A ideia básica de uma aceleradora é muito boa, mas existem aceleradoras e “aceleradoras”. De maneira geral as aceleradoras inspiram seus modelos de negócio na pioneira, a “Y Combinator”, criada em 2005, nos EUA.  São empresas que têm como objetivo apoiar e investir no desenvolvimento e rápido crescimento de startups, ajudando–as na obtenção dos recursos necessários para este fim. As verdadeiras aceleradoras podem realmente ajudá-lo a acelerar seu crescimento (daí o nome).  Portanto, escolher uma que seja adequada ao que você deseja é fundamental. Uma escolha errada pode fazer com que sua startup tropece e saia do mercado. Esta é uma das primeiras e decisivas decisões com as quais os fundadores de startups se defrontam.

O cardápio é variado. Segundo estudo do Centro de Estudos de Private Equity da Fundação Getulio Vargas (GVCepe), existem cerca de 40 aceleradoras em atividade no país. Juntas já aportaram mais de R$ 51 milhões em mais de 1,3 mil startups, o que dá uma média de cerca de 40 mil reais.

Vamos olhar alguns critérios para selecionar uma aceleradora. 
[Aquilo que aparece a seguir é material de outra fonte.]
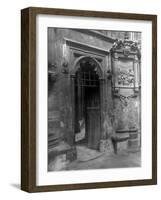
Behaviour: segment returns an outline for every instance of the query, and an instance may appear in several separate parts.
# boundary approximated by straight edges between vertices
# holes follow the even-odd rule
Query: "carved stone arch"
[[[79,63],[82,60],[86,60],[89,61],[91,60],[92,62],[95,63],[96,67],[97,67],[97,73],[99,76],[99,95],[100,95],[100,140],[104,137],[104,132],[103,132],[103,121],[104,121],[104,91],[105,91],[105,78],[104,78],[104,73],[103,73],[103,67],[101,66],[101,64],[92,56],[80,56],[79,58],[77,58],[72,66],[72,70],[71,70],[71,101],[72,101],[72,113],[73,113],[73,119],[72,119],[72,135],[73,135],[73,144],[75,143],[74,141],[74,124],[75,124],[75,112],[76,112],[76,107],[75,107],[75,79],[76,79],[76,72],[80,69],[80,65]],[[89,60],[88,60],[89,59]]]
[[[72,72],[71,74],[72,75],[75,75],[75,73],[77,72],[77,70],[80,68],[79,66],[79,63],[82,61],[82,60],[91,60],[93,61],[95,64],[96,64],[96,67],[98,69],[98,75],[99,75],[99,78],[100,79],[103,79],[103,69],[102,69],[102,66],[101,64],[92,56],[80,56],[79,58],[77,58],[75,61],[74,61],[74,64],[73,64],[73,67],[72,67]]]

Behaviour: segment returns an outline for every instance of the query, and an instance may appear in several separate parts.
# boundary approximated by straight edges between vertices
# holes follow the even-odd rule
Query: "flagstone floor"
[[[77,147],[77,160],[68,163],[66,170],[128,168],[141,166],[140,152],[122,152],[109,155],[90,150],[87,147]]]

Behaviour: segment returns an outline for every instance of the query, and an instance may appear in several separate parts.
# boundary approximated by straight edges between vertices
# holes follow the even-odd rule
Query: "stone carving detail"
[[[68,61],[65,60],[65,59],[62,62],[62,73],[64,73],[64,74],[68,74],[69,73]]]
[[[134,83],[134,71],[129,69],[128,71],[121,71],[119,69],[118,72],[118,85],[129,86]]]
[[[49,64],[49,67],[48,67],[48,75],[49,75],[49,79],[51,79],[52,81],[56,81],[57,79],[57,76],[58,76],[58,70],[57,70],[57,63],[52,63],[52,64]]]
[[[141,57],[140,47],[138,43],[129,40],[127,36],[125,36],[124,40],[116,39],[111,48],[111,52],[115,52],[117,50],[123,51],[125,57],[128,57],[130,52],[136,52],[139,59]]]

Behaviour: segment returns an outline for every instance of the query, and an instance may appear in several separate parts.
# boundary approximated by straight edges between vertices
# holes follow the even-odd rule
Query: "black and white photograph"
[[[48,172],[141,167],[142,33],[48,27]]]

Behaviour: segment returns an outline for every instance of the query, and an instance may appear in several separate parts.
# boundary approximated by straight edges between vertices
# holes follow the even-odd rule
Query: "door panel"
[[[100,141],[100,108],[87,107],[88,147],[98,149]]]

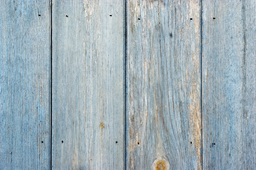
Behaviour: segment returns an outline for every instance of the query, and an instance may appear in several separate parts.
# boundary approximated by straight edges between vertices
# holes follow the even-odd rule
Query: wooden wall
[[[256,169],[256,1],[0,1],[0,170]]]

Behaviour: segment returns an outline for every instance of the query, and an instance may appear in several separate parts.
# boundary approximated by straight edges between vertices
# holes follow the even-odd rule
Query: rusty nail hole
[[[104,128],[104,123],[101,123],[101,124],[99,124],[99,126],[101,128]]]

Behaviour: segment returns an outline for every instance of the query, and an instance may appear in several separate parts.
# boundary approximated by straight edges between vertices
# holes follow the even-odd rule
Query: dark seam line
[[[203,0],[202,0],[201,1],[201,159],[202,161],[202,169],[203,170]]]
[[[126,118],[128,117],[126,116],[127,114],[127,109],[126,109],[126,97],[127,97],[127,84],[126,84],[126,79],[127,77],[127,75],[126,74],[126,67],[127,67],[127,9],[126,9],[126,4],[127,3],[127,0],[124,0],[124,169],[125,170],[126,169],[126,166],[127,166],[127,148],[126,148],[126,139],[127,138],[127,134],[126,130],[127,130],[127,126],[128,126],[126,122]]]
[[[51,150],[50,151],[50,168],[52,169],[52,1],[50,1],[51,7],[51,76],[50,76],[50,86],[51,86]]]

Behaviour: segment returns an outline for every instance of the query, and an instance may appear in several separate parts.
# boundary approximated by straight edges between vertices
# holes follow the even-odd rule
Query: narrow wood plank
[[[124,2],[54,0],[53,169],[124,168]]]
[[[203,4],[204,169],[256,169],[256,4]]]
[[[202,169],[200,10],[128,1],[127,169]]]
[[[50,7],[0,1],[1,170],[50,169]]]

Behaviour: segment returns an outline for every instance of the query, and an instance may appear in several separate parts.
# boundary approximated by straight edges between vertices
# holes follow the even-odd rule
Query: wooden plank
[[[0,169],[50,169],[50,2],[0,11]]]
[[[256,2],[203,3],[204,169],[256,169]]]
[[[128,1],[127,169],[202,169],[200,10]]]
[[[123,169],[124,2],[52,6],[52,168]]]

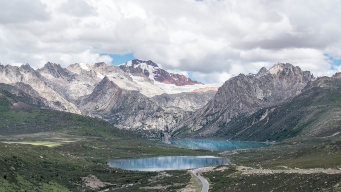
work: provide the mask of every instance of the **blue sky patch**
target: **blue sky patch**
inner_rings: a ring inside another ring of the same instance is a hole
[[[325,54],[325,56],[328,57],[328,58],[327,60],[330,61],[332,63],[332,69],[334,69],[334,66],[341,65],[341,58],[331,57],[329,56],[328,54]]]

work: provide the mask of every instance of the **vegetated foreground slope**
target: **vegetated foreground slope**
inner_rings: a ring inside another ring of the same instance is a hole
[[[13,108],[19,103],[21,107]],[[140,188],[159,186],[175,191],[189,182],[185,171],[141,173],[109,168],[106,162],[118,158],[211,154],[145,140],[103,120],[29,104],[0,91],[0,192],[109,188],[147,192],[157,190]],[[26,143],[38,146],[23,144]],[[55,147],[41,146],[49,145]]]
[[[332,77],[324,77],[307,81],[305,87],[302,86],[302,91],[300,91],[301,93],[278,102],[257,100],[254,94],[250,93],[253,91],[249,91],[246,88],[237,89],[237,92],[240,92],[238,94],[239,97],[231,97],[231,99],[234,100],[227,102],[229,107],[223,108],[223,111],[235,110],[232,113],[230,111],[228,116],[224,116],[225,112],[219,111],[221,107],[218,107],[217,104],[215,107],[209,107],[214,101],[218,101],[217,97],[223,91],[220,89],[215,98],[203,108],[206,109],[205,113],[210,111],[210,115],[213,116],[213,118],[210,120],[206,119],[200,121],[202,122],[200,129],[195,129],[195,125],[187,124],[187,127],[185,124],[184,129],[179,129],[175,134],[194,137],[221,137],[253,141],[279,141],[295,137],[321,137],[333,135],[341,131],[341,76],[337,73]],[[243,82],[245,86],[253,85],[253,78],[245,76],[236,77],[238,79],[250,79],[249,81],[238,80],[238,82]],[[297,81],[296,77],[294,79]],[[224,85],[231,84],[228,87],[232,88],[231,92],[236,89],[233,87],[236,85],[233,81],[228,81],[230,82],[226,82]],[[244,96],[242,97],[240,95]],[[222,98],[225,97],[220,97],[219,101],[222,102]],[[234,106],[238,105],[238,103],[234,101],[235,100],[244,107]],[[276,100],[275,98],[274,101]],[[215,113],[212,113],[213,111]],[[199,112],[196,114],[196,117],[200,117],[198,114]],[[192,122],[195,122],[195,119],[194,119]],[[187,121],[187,123],[189,122],[190,121]],[[189,129],[190,127],[192,128]]]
Por exemplo, não é suficiente analisar uma aceleradora pelo número de startups que passaram por ela (no jargão, “foram aceleradas por ela”). É preciso, sobretudo, analisar sua taxa de sucesso. Quantas das startups do portfólio realmente foram aceleradas, ou seja, conseguiram evoluir (tracionar) significativamente seu negócio ou atingir a pós-aceleração, uma outra rodada de funding?

E a localização, importa? Tem uma perto de sua casa, mas será que ela consegue criar densidade de capital intelectual que gere valor? Ou o conjunto das startups que residem lá é bem fraquinho?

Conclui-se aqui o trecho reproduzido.